La jeune Maryline a été placée en mineure à l’institut médico-pédagogique (IME) de Péronnas il y a quatre ans. Aujourd’hui âgée de plus de 20 ans, elle dépasse le cadre de la garde d’enfants handicapés pour s’adresser à des adultes. Et la préfecture de l’Ain, faute de papiers, lui a imposé une obligation de quitter le territoire.

Tout est allé très vite, déplore Vincent Guérin, un de ses éducateurs spécialisés mobilisé avec son syndicat, Sud Santé Sociaux.« Quand je suis arrivé lundi 18 mars, mes collègues m’ont informé qu’il y avait une place disponible, celle de Marylineil explique. Il n’y a aucun plan de sortie pour elle. Nous n’avons rien du tout. Et là, ils m’expliquent qu’il y avait une OQTF et que du coup, vendredi, elle a été libérée de l’établissement. »

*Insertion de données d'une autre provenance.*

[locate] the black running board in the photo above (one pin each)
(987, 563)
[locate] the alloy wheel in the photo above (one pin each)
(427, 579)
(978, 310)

Un recours a été déposé contre la décision de la préfecture

Il ajoute : « C’est une jeune fille qui a un handicap mental moyen, qui a assez peu d’autonomie. Et là, du jour au lendemain, j’ai trouvé très violent qu’il n’y ait pas de mobilisation, que « on puisse donc appliquer une telle mesure. J’avoue qu’en tant que professionnel médico-social, ça m’a absolument abasourdi. »

L’association qui gère l’institut, tout en se disant scandalisée par la situation, déclare avoir simplement respecté la loi en renvoyant la jeune fille puisque la préfecture avait demandé son éloignement du territoire. L’expulsion du jeune Ivoirien n’est pas encore effective. L’association qui assure son encadrement a déposé un recours contre la décision de la préfecture de l’Ain.